Mathematical modeling heat and mass transfer processes in porous media

On late development stages of oil-fields appears a complex problem of oil-recovery reduction. One of solution approaches is injecting of surfactant together with water in the form of active impurities into the productive layer -- for decreasing oil viscosity and capillary forces between ``oil-water'' phases system. In fluids flow the surfactant can be in three states: dissolved in water, dissolved in oil and adsorbed on pore channels' walls. The surfactant's invasion into the reservoir is tracked by its diffusion with reservoir liquid and mass-exchange with two phase (liquid and solid) components of porous structure. Additionally, in this case heat exchange between fluids (injected, residual) and framework of porous medium has practical importance for evaluating of temperature influences on enhancing oil recovery.
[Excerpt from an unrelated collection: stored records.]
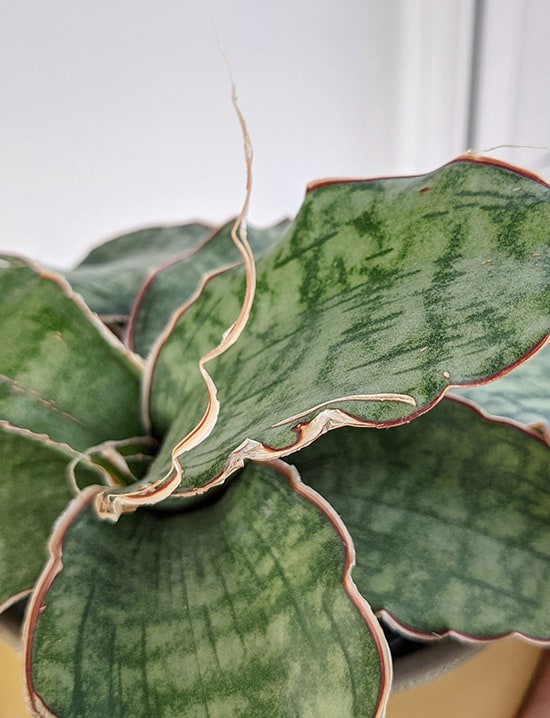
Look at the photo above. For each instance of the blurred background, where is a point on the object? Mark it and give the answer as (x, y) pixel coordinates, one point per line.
(117, 115)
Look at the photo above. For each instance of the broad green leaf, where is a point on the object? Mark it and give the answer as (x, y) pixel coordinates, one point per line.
(110, 277)
(61, 373)
(403, 285)
(522, 395)
(238, 608)
(450, 520)
(34, 490)
(175, 283)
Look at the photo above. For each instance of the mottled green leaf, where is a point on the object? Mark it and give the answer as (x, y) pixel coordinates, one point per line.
(111, 275)
(34, 490)
(400, 285)
(175, 283)
(522, 395)
(61, 373)
(234, 609)
(450, 520)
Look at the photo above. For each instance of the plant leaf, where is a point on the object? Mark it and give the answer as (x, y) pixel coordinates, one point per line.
(523, 395)
(238, 608)
(449, 517)
(111, 275)
(174, 283)
(406, 285)
(61, 372)
(33, 492)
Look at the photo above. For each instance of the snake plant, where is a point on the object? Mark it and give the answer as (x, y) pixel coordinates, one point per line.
(231, 458)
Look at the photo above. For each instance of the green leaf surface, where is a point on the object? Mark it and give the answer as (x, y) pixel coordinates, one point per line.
(33, 492)
(175, 283)
(235, 609)
(110, 277)
(523, 395)
(450, 520)
(61, 373)
(404, 285)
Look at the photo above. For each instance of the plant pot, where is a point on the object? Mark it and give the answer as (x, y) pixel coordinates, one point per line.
(480, 682)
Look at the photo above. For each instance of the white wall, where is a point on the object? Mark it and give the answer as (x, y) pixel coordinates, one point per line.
(117, 114)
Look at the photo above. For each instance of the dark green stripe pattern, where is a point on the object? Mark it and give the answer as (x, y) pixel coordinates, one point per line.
(401, 285)
(236, 609)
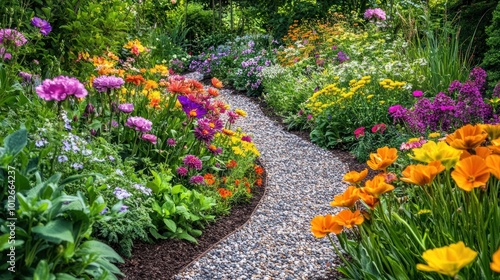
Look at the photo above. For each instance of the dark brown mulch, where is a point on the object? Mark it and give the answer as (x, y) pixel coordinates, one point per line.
(166, 258)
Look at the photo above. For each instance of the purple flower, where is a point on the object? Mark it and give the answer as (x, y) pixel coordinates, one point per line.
(15, 36)
(192, 161)
(126, 107)
(26, 76)
(60, 88)
(149, 137)
(121, 193)
(182, 171)
(171, 142)
(197, 180)
(139, 124)
(418, 93)
(103, 83)
(192, 109)
(43, 25)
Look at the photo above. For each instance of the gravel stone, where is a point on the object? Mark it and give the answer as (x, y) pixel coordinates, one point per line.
(276, 243)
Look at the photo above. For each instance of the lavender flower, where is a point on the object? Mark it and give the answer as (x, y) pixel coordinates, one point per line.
(121, 193)
(43, 25)
(126, 107)
(192, 161)
(104, 83)
(149, 137)
(60, 88)
(139, 124)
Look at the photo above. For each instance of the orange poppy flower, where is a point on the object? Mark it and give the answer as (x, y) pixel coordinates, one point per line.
(370, 200)
(384, 157)
(216, 83)
(323, 225)
(213, 92)
(348, 218)
(347, 199)
(209, 179)
(377, 186)
(467, 137)
(470, 173)
(422, 174)
(493, 162)
(354, 177)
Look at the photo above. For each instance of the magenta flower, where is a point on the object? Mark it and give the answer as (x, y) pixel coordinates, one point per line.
(197, 180)
(126, 107)
(418, 93)
(15, 36)
(191, 108)
(43, 25)
(149, 137)
(60, 88)
(103, 83)
(139, 124)
(182, 171)
(192, 161)
(360, 131)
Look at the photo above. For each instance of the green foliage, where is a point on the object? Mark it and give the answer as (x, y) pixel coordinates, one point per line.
(50, 236)
(492, 57)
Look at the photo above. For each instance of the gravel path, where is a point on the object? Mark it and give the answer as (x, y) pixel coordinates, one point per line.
(276, 243)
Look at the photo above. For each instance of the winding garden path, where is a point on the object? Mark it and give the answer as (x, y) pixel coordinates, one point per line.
(276, 243)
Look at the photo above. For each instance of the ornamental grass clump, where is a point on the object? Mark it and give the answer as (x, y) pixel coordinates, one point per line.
(436, 217)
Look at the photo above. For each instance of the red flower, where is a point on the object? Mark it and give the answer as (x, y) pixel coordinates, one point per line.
(360, 131)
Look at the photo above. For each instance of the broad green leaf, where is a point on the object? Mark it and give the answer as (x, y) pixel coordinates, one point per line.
(56, 231)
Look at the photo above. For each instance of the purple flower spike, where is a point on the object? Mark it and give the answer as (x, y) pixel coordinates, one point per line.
(103, 83)
(43, 25)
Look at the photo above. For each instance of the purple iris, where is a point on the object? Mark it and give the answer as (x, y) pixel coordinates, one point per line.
(192, 109)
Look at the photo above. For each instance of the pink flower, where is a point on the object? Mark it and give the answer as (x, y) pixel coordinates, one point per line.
(418, 93)
(379, 127)
(360, 131)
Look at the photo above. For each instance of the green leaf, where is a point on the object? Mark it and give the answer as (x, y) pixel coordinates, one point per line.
(56, 231)
(15, 142)
(170, 225)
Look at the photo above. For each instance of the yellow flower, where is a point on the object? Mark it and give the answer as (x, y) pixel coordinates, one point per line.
(432, 151)
(447, 260)
(495, 265)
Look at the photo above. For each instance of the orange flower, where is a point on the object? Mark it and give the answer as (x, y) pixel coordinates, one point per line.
(258, 170)
(377, 186)
(467, 137)
(470, 173)
(323, 225)
(422, 174)
(348, 218)
(135, 79)
(370, 200)
(495, 264)
(355, 177)
(384, 157)
(213, 92)
(347, 199)
(225, 193)
(216, 83)
(209, 179)
(493, 162)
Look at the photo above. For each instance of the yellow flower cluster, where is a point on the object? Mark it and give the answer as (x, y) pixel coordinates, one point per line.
(390, 84)
(332, 95)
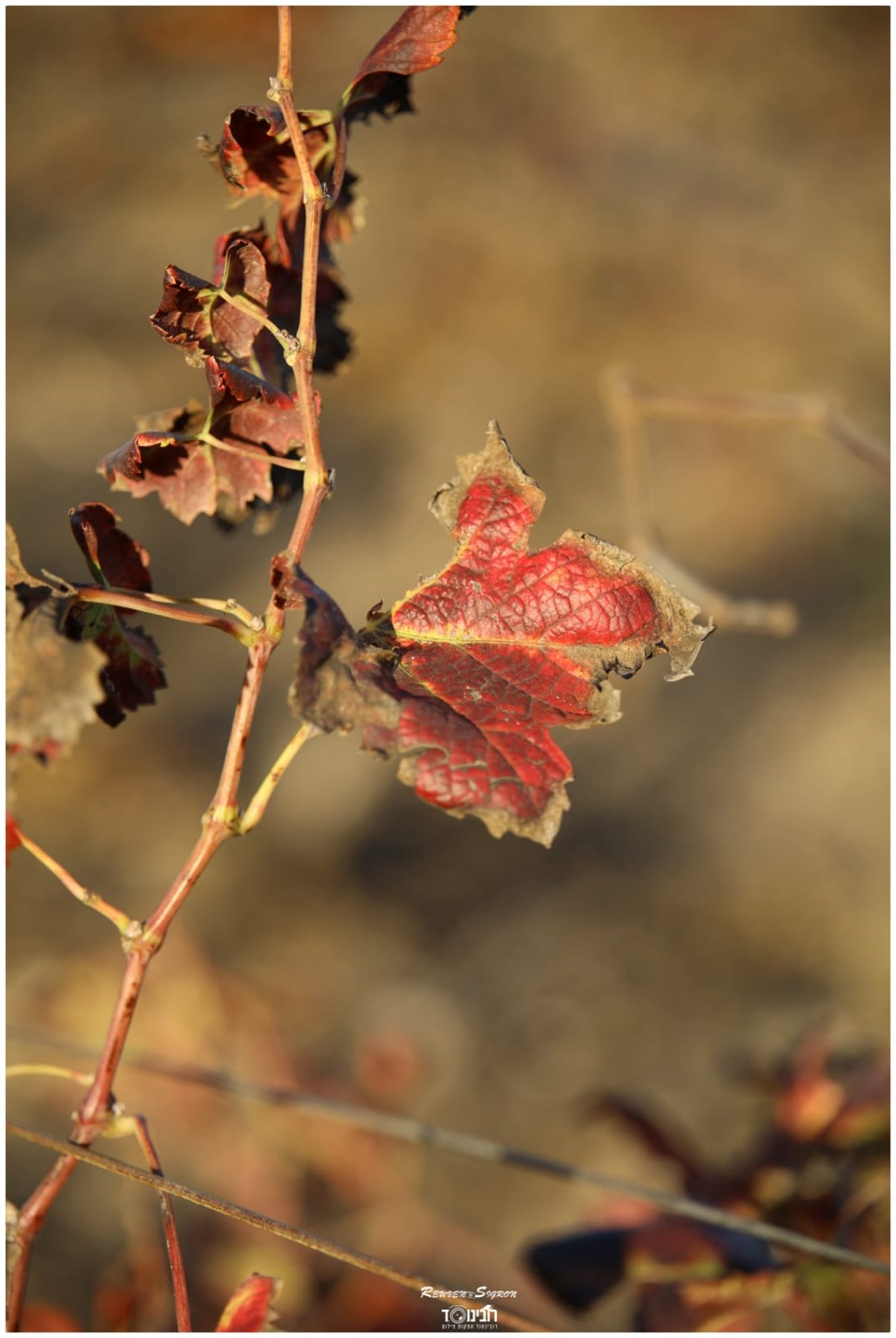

Now, the problem of designing an adequate mathematical model for describing a simultaneous flowing heat and mass transfer processes in anisotropic heterogeneous porous medium --surfactant injection during at various temperature regimes has not been fully researched. In this work is presents a 2D mathematical model of surfactant injections into the oil reservoir. Description of heat- and mass transfer processes in a porous media is done through differential and kinetic equations. For designing a computational algorithm is used modify version of IMPES method. The sequential and parallel computational algorithms are developed using an adaptive curvilinear meshes which into account heterogeneous porous structures. In this case we can evaluate the boundaries of our process flows -- fronts (``invasion'', ``heat'' and ``mass'' transfers), according to the pressure, temperature, and concentration gradient changes.